Er ist in München noch nicht fertig!
Nun – das mit der CL-Titel Verteidigung (oder nicht) hätte sich ja bis Ende der Saison geklärt.
…weiter, weiter, immer weiter… :-))
…zumindest bis zum finale dahoam reloaded!
Da hat sich Nagelsmann gegen ein zzt angeschlagenes Liverpool zweimal ziemlich vertan. Das man gegen die nicht einen Treffer erzielen kann ist ziemlich mau. Nagelsmann wird noch 2 J lernen bevor er bei uns Thema sein kann.
Der einzige Konkurrent in der CL ist momentan ManCity denn auch PSG ist unter dem neuen Trainer abgefallen.
Tuchel leistet exzellente Arbeit und wäre der beste Nachfolger von Flick 2023 da er auch am besten zu unseren Spielern passt.
1. woher weißt du denn, wer in 2,5 Jahren noch bei uns Spieler ist…fliehen doch alle Stammspieler vor dem unfähigen Sportvorstand, wie hier immer wieder zu lesen ist! ;-)
2. Haben wir doch die Thiagointelligenz an einen “direkten Konkurrenten” verloren ähh verschenkt – gilt das jetzt nicht mehr? Warum zählst du die nicht als Konkurrenten auf?
3. Ich habe übrigens dieses Jahr auch Chelsea auf der CL Rechnung – eben weil Tuchel offensichtlich dort der richtige Mann zur richtigen Zeit ist. Atletico scheint etwas zu schwächeln. Und danach sollten sie halt nicht gleich auf City treffen.
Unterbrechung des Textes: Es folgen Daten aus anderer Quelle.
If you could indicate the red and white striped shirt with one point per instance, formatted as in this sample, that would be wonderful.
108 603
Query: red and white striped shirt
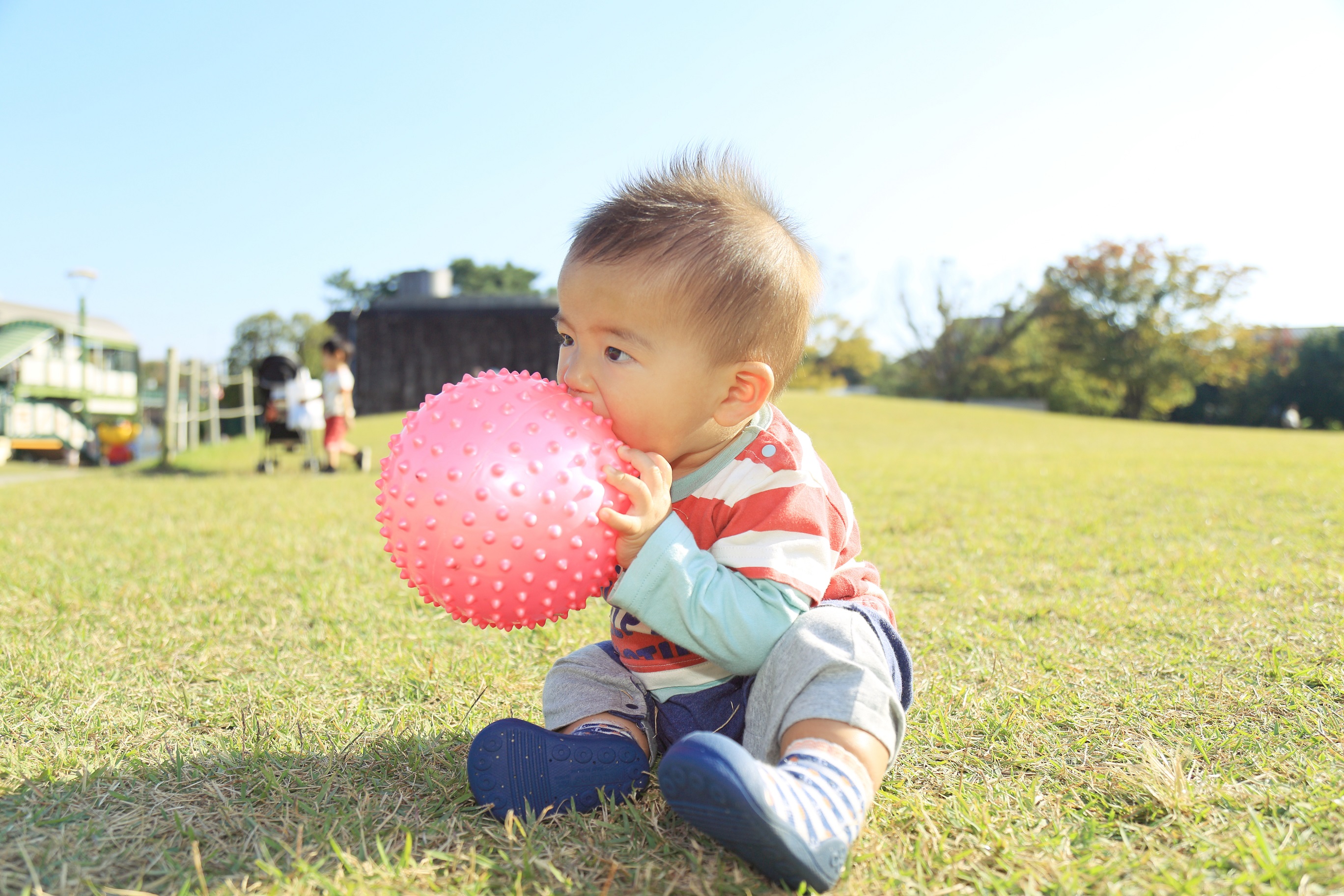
771 512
Die Arbeit des Verantwortlichen SportVS muss man differenziert betrachten. Sicherlich war es mutig einen Berufsanfänger zu holen der erst einmal einiges Porzellan zerschlagen hat. Erfolgreich sind er und die scouts im Talentebereich. Davies Musiala etc sind tolle Spieler für die er Hauptverantwortlich zeichnet. Dagegen stehen offensichtlich holprige Gespräche mit etablierten Spielern was seiner mangelnden Erfahrung geschuldet ist. Die Vertragsverlängerungen mit Stammspielern sind mindestens genauso wichtig wie die guten Verpflichtungen von Lucas Pavard Upamecano Sane.
Und natürlich wäre es richtig Thiago zurückzuholen wenn es sich ergeben sollte, andererseits ist die Verpflichtung von Zakaria ein Muss.
Ja, Nagelsmann würden ein paar Jahre mehr Erfahrung sicher guttun. Gerade Erfahrung im Bereich oberes Regal.
Ansonsten war das Spiel gestern ein doppeltes Vergnügen.
Einmal ein Genuss Thiago wieder zu sehen, dann ein Genuss Upamecano vorspielen zu sehen.
Hast Du den Vorlage Karatekick von Thiago gesehen der dann von Salah und Mane verdaddelt wurde?
Bei fast jedem Anderen würdest du sagen, der hat da einfach den Ball weggekloppt.
Bei Thiago weißt du, er wollte das genau so.